Pedro pôs a mão direita no rosto da filha. Os olhos dela brilhavam ao falar do rapaz.
— Cuidado pra não se machucar, meu bem — disse ele, em tom carinhoso. Estava realmente preocupado, mas reconhecia que a filha sabia se cuidar.
Lívia beijou o rosto do pai e ficou olhando-o por alguns segundos. Depois, dizendo que o amava muito, abraçou-o com muita força.
— Eu também amo você — secundou ele, sentindo uma inexplicável sensação de perda no peito.
Após o abraço, Pedro levantou-se e subiu para tomar banho. Lívia voltou à leitura, louca para terminar logo de ler o livro.
Pedro passou tanto tempo no banho que Lívia não estava mais na sala quando ele saiu do banheiro. Depois de tirar o roupão, ele vestiu apenas uma bermuda e ficou sem camiseta. Com os cabelos ainda molhados e despenteados, foi ao quarto da filha. A porta estava apenas encostada, e a luz, acesa; Lívia dormia. Adormecera com o livro aberto sobre o peito. Pedro pegou-o com cuidado, olhou o título, Contágio Criminoso, e com um marcador de páginas com um desenho das Meninas Superpoderosas, que estava sobre a cabeceira da cama, marcou a página, fechou o livro e colocou-o sobre o criado-mudo ao lado. Contemplou por um instante a filha e lembrou-se de quando ela era pequena, e ele contava-lhe histórias infantis para dormir, que nada se assemelhavam com O Cemitério ou O Iluminado, obras de Stephen King, que ela lera recentemente.
A Valsa.

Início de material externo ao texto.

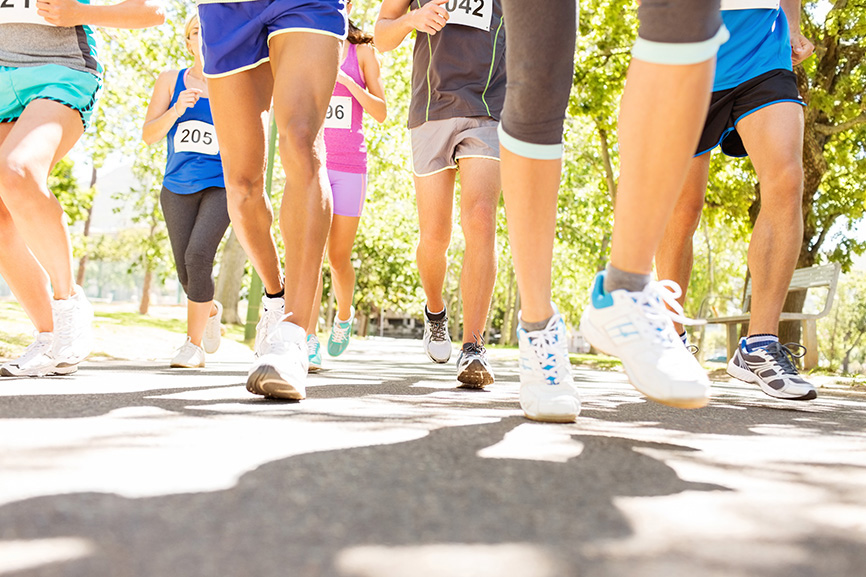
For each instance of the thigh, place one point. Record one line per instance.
(44, 133)
(773, 136)
(305, 68)
(239, 104)
(180, 212)
(211, 223)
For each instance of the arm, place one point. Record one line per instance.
(801, 47)
(126, 14)
(396, 21)
(160, 116)
(373, 98)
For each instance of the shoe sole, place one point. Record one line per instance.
(266, 381)
(750, 377)
(475, 376)
(594, 337)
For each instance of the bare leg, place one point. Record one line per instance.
(302, 90)
(479, 199)
(240, 104)
(340, 243)
(531, 227)
(654, 169)
(675, 254)
(774, 138)
(43, 134)
(434, 196)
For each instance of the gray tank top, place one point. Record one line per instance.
(460, 71)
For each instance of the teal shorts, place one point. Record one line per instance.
(21, 86)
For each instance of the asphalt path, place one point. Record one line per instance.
(388, 470)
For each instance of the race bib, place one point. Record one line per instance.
(339, 112)
(196, 136)
(474, 13)
(20, 12)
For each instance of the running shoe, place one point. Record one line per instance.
(547, 390)
(272, 315)
(772, 368)
(73, 331)
(36, 361)
(340, 333)
(473, 370)
(188, 356)
(437, 341)
(314, 351)
(638, 328)
(212, 331)
(282, 371)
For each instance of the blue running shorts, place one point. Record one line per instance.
(72, 88)
(235, 35)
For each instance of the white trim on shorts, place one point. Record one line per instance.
(528, 149)
(237, 70)
(681, 53)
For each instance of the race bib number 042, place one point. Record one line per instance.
(339, 112)
(474, 13)
(196, 136)
(20, 12)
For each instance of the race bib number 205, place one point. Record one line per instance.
(196, 136)
(20, 12)
(474, 13)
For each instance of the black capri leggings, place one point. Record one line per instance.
(196, 224)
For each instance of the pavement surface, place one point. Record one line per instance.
(129, 468)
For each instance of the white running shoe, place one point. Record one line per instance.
(282, 371)
(772, 368)
(639, 329)
(272, 315)
(473, 369)
(36, 360)
(547, 391)
(73, 330)
(189, 356)
(210, 342)
(437, 341)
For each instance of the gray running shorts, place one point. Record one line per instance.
(437, 145)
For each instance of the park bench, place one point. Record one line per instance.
(804, 279)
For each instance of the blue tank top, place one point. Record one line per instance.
(760, 42)
(194, 161)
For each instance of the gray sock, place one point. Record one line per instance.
(615, 279)
(532, 327)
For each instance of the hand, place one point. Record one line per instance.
(344, 79)
(61, 12)
(186, 99)
(430, 18)
(801, 47)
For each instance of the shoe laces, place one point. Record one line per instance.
(438, 329)
(784, 357)
(34, 349)
(339, 332)
(312, 345)
(548, 352)
(652, 301)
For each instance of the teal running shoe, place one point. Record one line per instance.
(340, 333)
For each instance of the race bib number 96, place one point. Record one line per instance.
(196, 136)
(339, 112)
(474, 13)
(20, 12)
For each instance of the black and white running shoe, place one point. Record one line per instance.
(772, 368)
(473, 370)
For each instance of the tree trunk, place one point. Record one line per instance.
(230, 279)
(82, 262)
(145, 291)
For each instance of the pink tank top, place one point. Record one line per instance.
(344, 134)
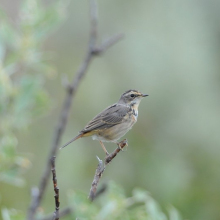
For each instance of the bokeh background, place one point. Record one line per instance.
(171, 51)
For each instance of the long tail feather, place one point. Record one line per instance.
(75, 138)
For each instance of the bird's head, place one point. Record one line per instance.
(131, 97)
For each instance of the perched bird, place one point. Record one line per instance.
(113, 122)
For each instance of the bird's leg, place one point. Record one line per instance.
(103, 147)
(122, 142)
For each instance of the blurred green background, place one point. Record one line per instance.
(171, 51)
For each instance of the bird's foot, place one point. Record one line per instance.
(122, 144)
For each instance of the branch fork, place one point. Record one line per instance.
(100, 168)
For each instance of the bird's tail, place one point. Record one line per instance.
(75, 138)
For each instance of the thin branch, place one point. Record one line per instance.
(56, 189)
(100, 168)
(71, 91)
(64, 212)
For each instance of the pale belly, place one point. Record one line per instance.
(116, 132)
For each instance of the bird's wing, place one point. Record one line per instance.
(109, 117)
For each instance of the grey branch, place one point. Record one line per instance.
(62, 213)
(100, 168)
(70, 94)
(56, 189)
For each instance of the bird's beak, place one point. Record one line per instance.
(144, 95)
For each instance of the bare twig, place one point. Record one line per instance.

As taças de vidro, foi o que ocorreu na cabeça de Pedro, enquanto colocava um lençol sobre a filha. Depois se afastou, apagou a luz, saiu e encostou a porta devagar para não fazer barulho. Novamente uma sensação de perda apertou-lhe o peito e um calafrio envolveu-lhe o corpo.
O que está acontecendo com você, Pedro? O quê?
Em meio ao pensamento, foi para o quarto, caminhou para o banheiro, no qual acabara de tomar banho, pegou a toalha e secou os cabelos. Enquanto olhava para o espelho, tentava organizar os pensamentos. Tudo o que ouvira de Maldonha lhe havia tirado o sono; estava elétrico demais para poder dormir, e, para piorar, o salame lhe havia dado uma azia tremenda. Sabia que não deveria comer coisas do tipo, pois sempre sentia essa queimação que estava sentindo.
Antes de se deitar, foi à cozinha; não estava aguentando aquele gosto de salame que a cada instante subia-lhe pela garganta em doses amargas. Sobre a geladeira estava guardado um sachê de antiácido. Pegou-o e despejou-o dentro de meio copo com água. Ficou à espera da completa dissolução, enquanto observava as bolhas formarem uma fina espuma que subia até quase a borda do copo. Em seguida, virou o líquido garganta abaixo em grandes goles. Resmungando, voltou para o quarto. 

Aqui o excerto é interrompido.